Title: Luminescence screening of enrofloxacin and ciprofloxacin residues in swine liver after dispersive liquid - liquid microextraction cleanup Authors
|Li, Qiongqiong -|
Submitted to: Journal of Agricultural and Food Chemistry
Publication Type: Peer Reviewed Journal
Publication Acceptance Date: December 11, 2012
Publication Date: January 9, 2013
Citation: Chen, G., Li, Q. 2013. Luminescence screening of enrofloxacin and ciprofloxacin residues in swine liver after dispersive liquid - liquid microextraction cleanup. Journal of Agricultural and Food Chemistry. 61:98-102. Interpretive Summary: A screening method was developed to target residues of two fluoroquinolones (FQs), enrofloxacin (ENRO) and ciprofloxacin (CIPRO), in swine liver at 500 parts per billion tolerance set by the Food and Drug Administration. After extraction, cleanup was carried out by dispersive liquid-liquid microextraction (DLLME) using a minute amount of chloroform. Detection followed by terbium-sensitized luminescence (TSL). A common screen threshold was derived from ciprofloxacin that has the lower TSL response between the two targets, and applied to both FQs. Thirty seven samples randomly spiked with ENRO or CIPRO up to 200% of tolerance were screened without false negatives, and only 3 negatives were presumed positive. This method minimized usage of chlorinated solvent, lowered assay cost, and improved sample throughput in regulatory monitoring.

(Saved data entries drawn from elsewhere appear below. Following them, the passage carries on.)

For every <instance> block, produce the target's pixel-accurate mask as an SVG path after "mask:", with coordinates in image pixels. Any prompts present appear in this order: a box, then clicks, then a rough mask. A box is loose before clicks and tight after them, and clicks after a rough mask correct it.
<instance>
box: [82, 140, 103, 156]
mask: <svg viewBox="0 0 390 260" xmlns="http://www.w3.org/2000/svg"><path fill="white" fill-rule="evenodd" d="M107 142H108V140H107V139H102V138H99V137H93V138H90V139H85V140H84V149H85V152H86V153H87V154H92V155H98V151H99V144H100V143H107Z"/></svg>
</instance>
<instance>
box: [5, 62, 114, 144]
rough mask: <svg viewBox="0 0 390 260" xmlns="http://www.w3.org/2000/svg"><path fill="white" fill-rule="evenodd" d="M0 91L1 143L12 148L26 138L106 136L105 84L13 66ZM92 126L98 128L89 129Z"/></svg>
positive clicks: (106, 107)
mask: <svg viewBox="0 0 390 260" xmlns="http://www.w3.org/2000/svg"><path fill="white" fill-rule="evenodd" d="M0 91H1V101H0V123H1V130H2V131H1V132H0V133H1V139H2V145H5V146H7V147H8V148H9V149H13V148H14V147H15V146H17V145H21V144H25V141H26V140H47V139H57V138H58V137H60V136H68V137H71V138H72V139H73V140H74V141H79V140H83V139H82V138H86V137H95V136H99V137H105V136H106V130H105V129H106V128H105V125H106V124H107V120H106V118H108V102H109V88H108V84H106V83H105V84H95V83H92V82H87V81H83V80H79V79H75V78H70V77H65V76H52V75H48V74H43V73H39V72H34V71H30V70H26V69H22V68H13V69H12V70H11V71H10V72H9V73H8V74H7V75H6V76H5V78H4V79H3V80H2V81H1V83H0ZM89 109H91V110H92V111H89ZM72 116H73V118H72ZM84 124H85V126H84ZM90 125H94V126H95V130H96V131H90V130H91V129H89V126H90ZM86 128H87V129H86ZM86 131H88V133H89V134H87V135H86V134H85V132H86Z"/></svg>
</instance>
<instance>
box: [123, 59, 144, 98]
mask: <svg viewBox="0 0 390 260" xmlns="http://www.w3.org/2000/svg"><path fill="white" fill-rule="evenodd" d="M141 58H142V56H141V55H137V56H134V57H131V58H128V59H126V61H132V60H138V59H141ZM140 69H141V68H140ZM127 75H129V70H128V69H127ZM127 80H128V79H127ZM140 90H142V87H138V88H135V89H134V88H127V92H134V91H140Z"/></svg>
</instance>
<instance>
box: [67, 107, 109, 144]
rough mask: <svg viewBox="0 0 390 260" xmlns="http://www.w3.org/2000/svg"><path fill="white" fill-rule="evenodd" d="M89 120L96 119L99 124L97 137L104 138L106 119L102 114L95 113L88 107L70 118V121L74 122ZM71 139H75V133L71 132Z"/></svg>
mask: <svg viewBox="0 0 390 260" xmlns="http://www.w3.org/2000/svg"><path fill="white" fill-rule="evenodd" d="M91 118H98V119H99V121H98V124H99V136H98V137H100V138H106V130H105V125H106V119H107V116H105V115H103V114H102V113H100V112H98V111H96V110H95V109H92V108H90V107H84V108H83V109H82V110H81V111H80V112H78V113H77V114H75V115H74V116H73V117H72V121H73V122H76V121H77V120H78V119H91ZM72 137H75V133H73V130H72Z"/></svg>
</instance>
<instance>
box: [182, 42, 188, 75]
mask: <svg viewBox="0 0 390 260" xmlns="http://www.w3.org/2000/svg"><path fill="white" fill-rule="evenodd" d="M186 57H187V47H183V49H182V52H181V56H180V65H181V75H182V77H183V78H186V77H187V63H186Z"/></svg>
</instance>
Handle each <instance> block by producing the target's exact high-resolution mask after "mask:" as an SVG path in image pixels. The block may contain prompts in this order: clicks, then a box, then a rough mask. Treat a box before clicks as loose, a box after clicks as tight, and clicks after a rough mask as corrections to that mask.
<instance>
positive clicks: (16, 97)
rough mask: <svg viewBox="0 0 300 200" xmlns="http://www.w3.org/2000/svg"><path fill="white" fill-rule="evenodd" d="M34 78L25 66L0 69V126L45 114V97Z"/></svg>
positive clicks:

Technical Abstract: A rapid luminescence method was developed to screen residues of enrofloxacin (ENRO) and its metabolite, ciprofloxacin (CIPRO), in swine liver. Target analytes were extracted in acetonitrile-2.5% trifluoroacetic acid-NaCl, cleaned up by dispersive liquid-liquid microextraction (DLLME), and finally detected by terbium-sensitized luminescence (TSL) using a time-resolved luminescence photometer. CIPRO’s TSL response was found slightly lower than ENRO’s, so a common threshold was derived from CIPRO and applied to both FQs. Among 37 samples randomly spiked with CIPRO or ENRO up to 1 ug/g, all 22 positive samples were screened correctly without false negatives, but 3 among 15 negatives were presumed positive. This method minimized use of chlorinated solvents, and significantly improved sample throughput.